In the name of God: Father, Son, & Holy Spirit. Amen.

A few years ago I had the great privilege to make a pilgrimage with a group of colleagues to Canterbury Cathedral in Southeast England, the see of the bishops of Canterbury, the place where Gregory I sent Augustin of Canterbury to Christianize the English—really re-Christianize—the gospel wasn’t entirely new to them in the 5th Century.  It is the foundational location, the beacon light, of the English Church, just fifty miles from Calais by ferry or tunnel and a fast train ride to London.  It’s a pastoral part of England, beautiful countryside and farm land, pastures and gardens, and it was a joy to be there for Ash Wednesday—to read the psalms at Morning Prayer and to hear the choir sing the canticles at Evensong, to celebrate the Eucharist daily in the crypt, and, on Ash Wednesday, to receive ashes in that sacred place—to worship as the Church has for two millennia, in a place where people have prayed for over fourteen hundred years.  Justin Welby, whom we pray for each Sunday, is the Archbishop of that See, the 105th since Augustine.  Robert Willis was at the time the dean, the priest in charge of the Cathedral, the Rector of the Cathedral if you will.  Dean Willis had our group in for dinner one evening and then took us on a candlelight tour of the Cathedral, followed by drinks and coffee.  One thing that he really wanted to discuss with us was the mission of the Cathedral.  What is it for?  What goes on there? 

It seems like an easy enough question, doesn’t it?  What goes on at a church?  What goes on at Christ Church, for example?  We have a list of things in our bulletin today and an electronic newsletter that comes out each week.  We have a posted service schedule of Sunday and weekday services—every day except Saturday we pray in this place.  We have a website and a livestream that seek to invite people into the life of this Christian community.  The guilds and the staff work tirelessly to facilitate our offering of prayer and praise to God.  All of these things are going on every day, every week, here at Broadway and Elm. 

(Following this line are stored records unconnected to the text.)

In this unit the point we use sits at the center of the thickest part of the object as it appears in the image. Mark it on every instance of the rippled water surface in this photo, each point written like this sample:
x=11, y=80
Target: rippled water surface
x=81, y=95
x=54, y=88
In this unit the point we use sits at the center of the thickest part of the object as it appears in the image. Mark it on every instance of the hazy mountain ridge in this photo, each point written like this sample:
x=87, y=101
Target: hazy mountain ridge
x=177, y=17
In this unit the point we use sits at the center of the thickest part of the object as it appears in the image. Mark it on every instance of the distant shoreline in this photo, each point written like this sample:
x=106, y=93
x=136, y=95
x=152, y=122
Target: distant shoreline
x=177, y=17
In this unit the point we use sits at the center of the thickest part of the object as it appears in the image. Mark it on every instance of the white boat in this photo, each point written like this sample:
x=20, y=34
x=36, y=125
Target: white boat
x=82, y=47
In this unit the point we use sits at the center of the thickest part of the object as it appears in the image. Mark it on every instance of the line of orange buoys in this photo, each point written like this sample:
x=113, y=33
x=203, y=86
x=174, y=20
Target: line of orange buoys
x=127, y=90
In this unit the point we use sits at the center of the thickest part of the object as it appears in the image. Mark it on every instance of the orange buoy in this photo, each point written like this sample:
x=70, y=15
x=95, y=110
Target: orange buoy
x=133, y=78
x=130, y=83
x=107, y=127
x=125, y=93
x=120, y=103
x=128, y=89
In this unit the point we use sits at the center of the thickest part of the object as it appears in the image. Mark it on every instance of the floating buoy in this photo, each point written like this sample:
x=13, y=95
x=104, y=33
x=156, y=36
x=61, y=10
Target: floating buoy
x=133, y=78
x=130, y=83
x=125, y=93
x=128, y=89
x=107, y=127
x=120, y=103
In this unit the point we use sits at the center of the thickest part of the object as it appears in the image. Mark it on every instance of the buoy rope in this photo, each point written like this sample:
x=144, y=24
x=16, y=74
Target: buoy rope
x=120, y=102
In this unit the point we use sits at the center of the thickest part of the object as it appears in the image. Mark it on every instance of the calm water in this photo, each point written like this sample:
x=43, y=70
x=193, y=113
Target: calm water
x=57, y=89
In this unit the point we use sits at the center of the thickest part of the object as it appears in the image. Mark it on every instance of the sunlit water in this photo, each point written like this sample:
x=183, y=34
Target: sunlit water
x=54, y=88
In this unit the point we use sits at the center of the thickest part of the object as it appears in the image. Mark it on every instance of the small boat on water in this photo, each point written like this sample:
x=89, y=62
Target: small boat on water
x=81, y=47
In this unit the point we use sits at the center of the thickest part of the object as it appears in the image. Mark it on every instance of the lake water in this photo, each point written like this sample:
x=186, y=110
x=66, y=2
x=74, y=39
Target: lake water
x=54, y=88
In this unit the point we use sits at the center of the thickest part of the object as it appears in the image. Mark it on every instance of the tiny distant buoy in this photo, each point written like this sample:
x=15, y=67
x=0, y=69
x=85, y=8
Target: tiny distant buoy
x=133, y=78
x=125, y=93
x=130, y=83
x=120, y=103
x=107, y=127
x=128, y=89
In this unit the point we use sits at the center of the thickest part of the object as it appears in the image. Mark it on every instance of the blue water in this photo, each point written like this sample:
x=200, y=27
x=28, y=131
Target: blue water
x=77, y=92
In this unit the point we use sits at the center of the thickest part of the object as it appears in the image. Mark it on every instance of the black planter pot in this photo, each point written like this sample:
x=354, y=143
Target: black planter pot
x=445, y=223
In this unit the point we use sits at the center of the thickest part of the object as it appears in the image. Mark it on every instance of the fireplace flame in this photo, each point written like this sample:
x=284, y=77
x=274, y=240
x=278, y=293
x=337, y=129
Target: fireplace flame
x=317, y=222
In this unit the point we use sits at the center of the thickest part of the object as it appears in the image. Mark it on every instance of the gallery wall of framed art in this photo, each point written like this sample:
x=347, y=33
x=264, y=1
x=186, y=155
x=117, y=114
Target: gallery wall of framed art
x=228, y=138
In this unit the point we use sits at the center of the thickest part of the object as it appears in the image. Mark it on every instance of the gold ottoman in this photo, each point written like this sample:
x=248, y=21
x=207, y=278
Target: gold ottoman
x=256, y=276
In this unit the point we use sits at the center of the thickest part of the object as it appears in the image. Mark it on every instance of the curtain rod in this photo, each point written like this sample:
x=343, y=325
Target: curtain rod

And then, like Canterbury, the doors are open, six days a week.  Folks come in and pray.  They come and visit.  They come and rest, or pray, or argue with God.  They light candles or read the prayer book or, sometimes, take a nap.  All of them are coming for something.  All looking for something. 

Robert Willis was asked, “What is the purpose of the Cathedral at Canterbury?  What do you do here?”  His response was brief, short, clear.  “What is the mission of Canterbury Cathedral?  What do you do here, Dean Willis?”  The dean’s response:  “We show people Jesus.”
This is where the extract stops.